Handprints for Sam
As this year’s holiday period began, a pack of young skiers came charging down to the bottom of First Time at Park City Mountain. Dar Hendrickson’s Devo Alpine Team racers came in hot, flipping their skis on edge to hockey stop alongside the blue rail feature. Coach James Saarela’s Devo Freestyle kids came down too, not quite as fast but looking stylish with their moves.
Few of the young athletes knew exactly why they were there. But they all knew it was important.
Park City Mountain Terrain Park Manager Alex Falkenstein helped the youngsters put on blue mylar gloves and dip their hands into white paint. The kids clamored for position, placing their painted hands onto the blue rail frame. “Don’t rub up against the paint with your coats,” yelled one of the coaches. Still, a few kids picked up badges of honor – all with a bit of impish pride.
This week marks the fifth New Year since the passing of 15-year-old Parkite Sam Jackenthal. The rising freeski star was killed in a training accident in Australia in the summer of 2015.
As an athlete, Sam’s fearless approach to sport inspired his teammates. But beyond athletics, it was his personality and values-based, positive approach to life that has made him such a role model today. Today, the Live Like Sam Foundation is touching hundreds and hundreds of kids and growing. The Park City-based organization was established by Sam’s family to spread the positivity that Sam stood for.
“Sam’s absolute love for life infected those around him all for the better,” said freeskiing friend Jack Severson. “Sam always carried this confidence about him when faced with the unknown – you could follow that guy into anything and trust that you’d be alright.”
The kids with the blue gloves covered in white paint had heard about Sam, maybe from older brothers and sisters, or their coaches. It was hard for them to really connect with his story, at first. But they knew about the tricks he threw to win national titles. And now they were learning more about what he stood for as a person.
“Being able to see this rail in the park and go by it every single day is a reminder to keep that vibe and energy going – on and off the hill – to Live Like Sam,” said Saarela. “This is a great way to bring in these younger kids in who didn’t really know Sam to help pass on that positive attitude and keep the sport fun.”

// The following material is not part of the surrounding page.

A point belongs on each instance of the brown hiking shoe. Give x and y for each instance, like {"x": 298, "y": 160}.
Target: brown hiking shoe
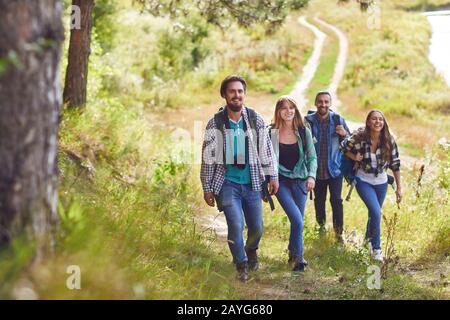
{"x": 253, "y": 262}
{"x": 242, "y": 269}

“It is so good to see the impact Live Like Sam is having on our community,” said Chris Haslock, freeski director for Park City Ski & Snowboard. Chris was one of Sam’s coaches and was deeply impacted by his death, as was the entire youth sports community. “It was especially cool for Dar’s Alpine Devo Team to be here to join the cause. Although many of them never knew Sam, it’s cool to see Sam’s spirit living through them – the next generation of skiers.”
More friends wandered down to put their mark on the rail boards. The Live Like Sam features were first installed in the Park City terrain parks three years ago and quickly became popular. So they took a beating. Today was an afternoon to spruce them up with new paint and new handprints.
“It is awesome of Park City to give us the opportunity to not only help design the rail, but also paint it in remembrance of Sam,” said close friend and fellow athlete Colby Smith. “This project embodies the joy of skiing and celebrates Sam’s passion for park skiing. The main goal of this project is just to spread the enjoyment of skiing.”
Sam’s father, Ron, stood by and watched the procession come down to the rail. It was endearing to see the support. His mind drifted to that day in the Australian hospital a few summers ago when the end was near. A nurse asked him if he wanted Sam’s handprint. “It really meant nothing to me at the time,” said Ron. “My mind was on other things. But I figured she knew. And I told her, ‘yes.’ I’m so glad that I did.”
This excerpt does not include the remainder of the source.